The website also offers a chat feature for immediate customer assistance. I can create a wish list to share with friends via e-mail. No more excuses for not knowing what I want for my birthday! I'm not always ready or able to buy, but QVC is there...everywhere...when I am.

Friday, March 16, 2007

Blog Post #5- Weaving the Web

As our Lis753 class comes to a close, I've been thinking about the Web 2.0 and Library 2.0 tools we learned to use: wikis, blogs, Flickr, YouTube, podcasts, rss feeds. I've wanted to contemplate them in a larger context than just the technology of it all. I wondered if the Web's inventor, Tim Berners-Lee, had any foresight as to how the Web would impact our society, our world. In Weaving the Web, Berners-Lee discusses the ultimate destiny of his invention which debuted in 1991.

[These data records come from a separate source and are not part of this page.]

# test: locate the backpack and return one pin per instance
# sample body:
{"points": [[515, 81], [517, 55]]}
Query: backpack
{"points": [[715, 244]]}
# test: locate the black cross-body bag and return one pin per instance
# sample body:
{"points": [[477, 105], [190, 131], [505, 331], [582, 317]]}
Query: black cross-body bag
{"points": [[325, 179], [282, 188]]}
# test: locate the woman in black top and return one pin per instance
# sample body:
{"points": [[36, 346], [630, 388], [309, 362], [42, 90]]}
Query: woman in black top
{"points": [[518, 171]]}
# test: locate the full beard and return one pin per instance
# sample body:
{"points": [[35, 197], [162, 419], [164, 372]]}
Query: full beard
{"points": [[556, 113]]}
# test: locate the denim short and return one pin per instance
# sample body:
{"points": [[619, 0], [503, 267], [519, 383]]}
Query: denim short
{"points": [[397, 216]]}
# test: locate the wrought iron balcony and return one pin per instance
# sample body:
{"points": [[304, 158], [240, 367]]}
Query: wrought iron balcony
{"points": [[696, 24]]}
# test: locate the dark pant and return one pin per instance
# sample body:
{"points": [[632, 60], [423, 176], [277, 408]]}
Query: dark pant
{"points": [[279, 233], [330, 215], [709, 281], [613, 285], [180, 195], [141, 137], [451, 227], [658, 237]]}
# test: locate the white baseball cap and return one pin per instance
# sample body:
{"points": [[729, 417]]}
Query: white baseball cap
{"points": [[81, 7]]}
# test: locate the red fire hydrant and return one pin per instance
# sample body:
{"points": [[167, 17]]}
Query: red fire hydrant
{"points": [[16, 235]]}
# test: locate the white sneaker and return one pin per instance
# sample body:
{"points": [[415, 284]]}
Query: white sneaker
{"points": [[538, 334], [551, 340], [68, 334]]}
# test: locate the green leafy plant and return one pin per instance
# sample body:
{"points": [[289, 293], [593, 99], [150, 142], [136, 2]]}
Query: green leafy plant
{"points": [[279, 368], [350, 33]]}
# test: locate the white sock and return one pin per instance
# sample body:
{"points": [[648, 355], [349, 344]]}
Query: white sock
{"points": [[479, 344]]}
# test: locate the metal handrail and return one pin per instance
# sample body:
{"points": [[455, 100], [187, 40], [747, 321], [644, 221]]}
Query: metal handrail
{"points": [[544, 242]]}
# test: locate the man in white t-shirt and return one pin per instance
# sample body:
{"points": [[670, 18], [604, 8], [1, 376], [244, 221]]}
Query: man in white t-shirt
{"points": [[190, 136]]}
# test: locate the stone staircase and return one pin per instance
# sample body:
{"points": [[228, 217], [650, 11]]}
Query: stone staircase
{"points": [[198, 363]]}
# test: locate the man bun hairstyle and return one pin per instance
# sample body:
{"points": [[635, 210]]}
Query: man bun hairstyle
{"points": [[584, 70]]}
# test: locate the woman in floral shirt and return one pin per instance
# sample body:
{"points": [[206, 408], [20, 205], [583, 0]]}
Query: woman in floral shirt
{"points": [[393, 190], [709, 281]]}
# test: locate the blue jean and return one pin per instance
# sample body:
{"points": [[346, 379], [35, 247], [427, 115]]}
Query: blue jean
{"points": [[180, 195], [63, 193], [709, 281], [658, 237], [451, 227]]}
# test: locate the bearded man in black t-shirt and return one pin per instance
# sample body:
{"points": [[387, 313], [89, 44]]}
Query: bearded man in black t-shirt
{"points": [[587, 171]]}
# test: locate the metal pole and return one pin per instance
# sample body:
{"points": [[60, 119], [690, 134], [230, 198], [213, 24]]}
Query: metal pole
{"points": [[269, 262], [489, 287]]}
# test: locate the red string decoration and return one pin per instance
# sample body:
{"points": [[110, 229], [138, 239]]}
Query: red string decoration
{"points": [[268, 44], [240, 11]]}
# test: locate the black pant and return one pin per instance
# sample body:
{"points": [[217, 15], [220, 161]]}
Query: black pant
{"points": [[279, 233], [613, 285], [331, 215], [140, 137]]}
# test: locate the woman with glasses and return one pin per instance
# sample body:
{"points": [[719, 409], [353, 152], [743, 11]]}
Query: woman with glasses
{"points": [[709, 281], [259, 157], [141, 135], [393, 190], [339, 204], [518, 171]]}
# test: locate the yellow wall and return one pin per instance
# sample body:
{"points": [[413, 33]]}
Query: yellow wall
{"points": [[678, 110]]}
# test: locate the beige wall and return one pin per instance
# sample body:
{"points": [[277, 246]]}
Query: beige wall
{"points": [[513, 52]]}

His closing chapter opens with the question, "Can the future Web change the way people work together and advance knowledge in a small company, a large organization, a country?" We can answer that question. We know that the Web has changed the way libraries work and the way they advance knowledge.

Berners-Lee observes, "that people seem to be naturally built to interact with others as part of a greater system". Blogging? Flickr? MySpace?

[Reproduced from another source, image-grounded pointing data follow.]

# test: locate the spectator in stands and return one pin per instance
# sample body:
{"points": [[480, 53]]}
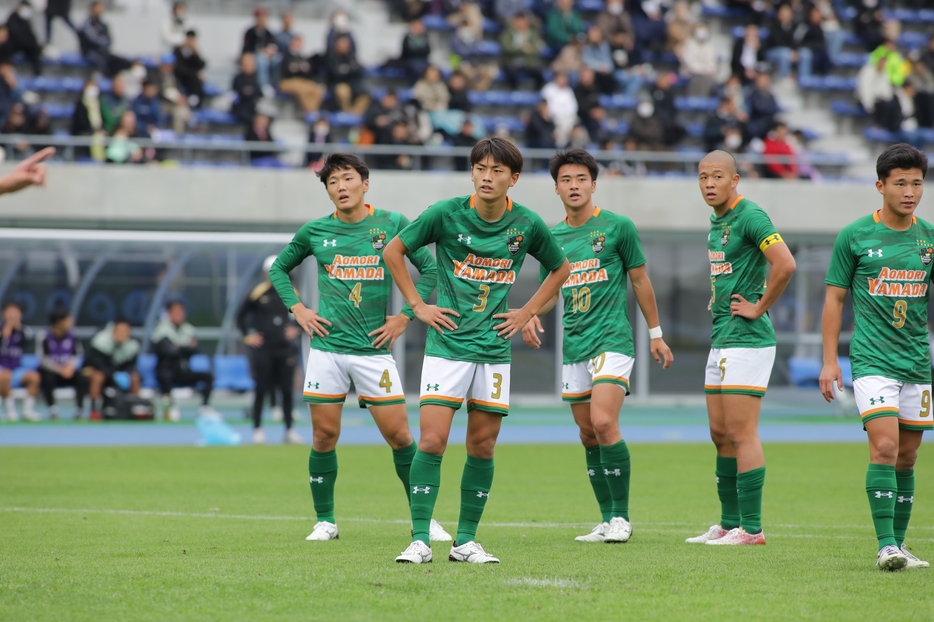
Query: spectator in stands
{"points": [[563, 106], [782, 44], [763, 107], [189, 69], [415, 49], [247, 90], [175, 27], [114, 104], [699, 62], [174, 343], [747, 53], [596, 55], [563, 24], [95, 43], [148, 107], [540, 131], [345, 77], [111, 359], [23, 38], [522, 48], [60, 351], [62, 10], [298, 77], [776, 144], [259, 41], [876, 94], [13, 336]]}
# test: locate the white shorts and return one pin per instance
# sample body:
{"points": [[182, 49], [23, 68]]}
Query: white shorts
{"points": [[577, 379], [739, 371], [328, 376], [878, 396], [447, 383]]}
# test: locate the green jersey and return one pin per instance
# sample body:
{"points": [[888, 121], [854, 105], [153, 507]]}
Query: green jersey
{"points": [[735, 247], [601, 252], [887, 272], [353, 282], [477, 264]]}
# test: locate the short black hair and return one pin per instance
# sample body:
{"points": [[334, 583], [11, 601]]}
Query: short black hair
{"points": [[341, 161], [573, 156], [501, 150], [57, 314], [900, 155]]}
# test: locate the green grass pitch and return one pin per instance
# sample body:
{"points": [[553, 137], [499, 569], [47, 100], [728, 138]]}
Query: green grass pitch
{"points": [[218, 534]]}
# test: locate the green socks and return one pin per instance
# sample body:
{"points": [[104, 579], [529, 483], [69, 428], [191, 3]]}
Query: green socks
{"points": [[904, 499], [322, 469], [726, 490], [616, 471], [475, 490], [749, 494], [402, 458], [424, 480], [598, 482]]}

"If we lay the groundwork right and try novel ways of interacting on the new Web, we may find a whole new set of financial, ethical, cultural, and governing structures to which we can choose to belong, rather than having to pick the ones we happen to physically live in".

I thought about our class visitors, Erik and Jaap, and how we were introduced to their library in Holland from their physical visit, yet we can continue to learn about their work at the Delft Library via the Web.

In a discussion of his goal for the Web, Berners-Lee describes a system that would take advantage of "ingenuity, inspiration, and intuition of individuals in a special way". We've seen examples of libraries subscribing to those technologies that maintain that goal. And for those librarians that have shied away from the technology, they may want to visit Berners-Lee's insights to understand the true nature of the Web and to use the evolving Web2.0 tools to provide their patrons with the information and services they need and want.

Wednesday, March 7, 2007

Ning? Library 2.0?

Is anyone familiar with Ning site: Library 2.0?

Have a look!

Friday, March 2, 2007

Blogpost #4 Library Blogs of Note

Ricklibrarian is written by”baby boomer” reference librarian, Rick Roche of the Thomas Ford Memorial Library in Western Springs, IL.

I learned of the blog through an article, Balancing the Online Life in the January 2007 issue of American Libraries.

The AL article notes that Roche began working in libraries in 1976 “long before the birth of the web”, and quotes him as saying, “Boomers do not have to be left behind and can catch up technically, but it helps to partner with the younger librarians”.

There’s much written about the resistance of “old school” librarians to the technologies of Web 2.0 and Library 2.0, and yet here’s a great example of a professional who has taken it upon himself “to make a conscious commitment to keep up with the technology trends”. Roche attended the LITA forum for six years and while he observed that many of the presentations were beyond what he could understand, he learned from the effort:

“In demonstrating his points, the speaker completely lost me. You may not need to write code, but you need to read it and know what bits to take, how to combine it, and where to put it. He moved a little too fast for me in this presentation. I need to start again with this topic” (Roche’s comments about a Mashup Application presentation at the Internet Librarian 2006 conference).

Ricklibrarian , “a review of books, websites, movies, or anything worth reviewing with comments about libraries and librarianship”, is valuable for it’s diversity of content as well as the observations and spirit of its creator.

It's comforting to read these musings from a fellow boomer who's challenged, but not defeated, by the new technologies, and whose adventure and humor make for enjoyable and informative reading.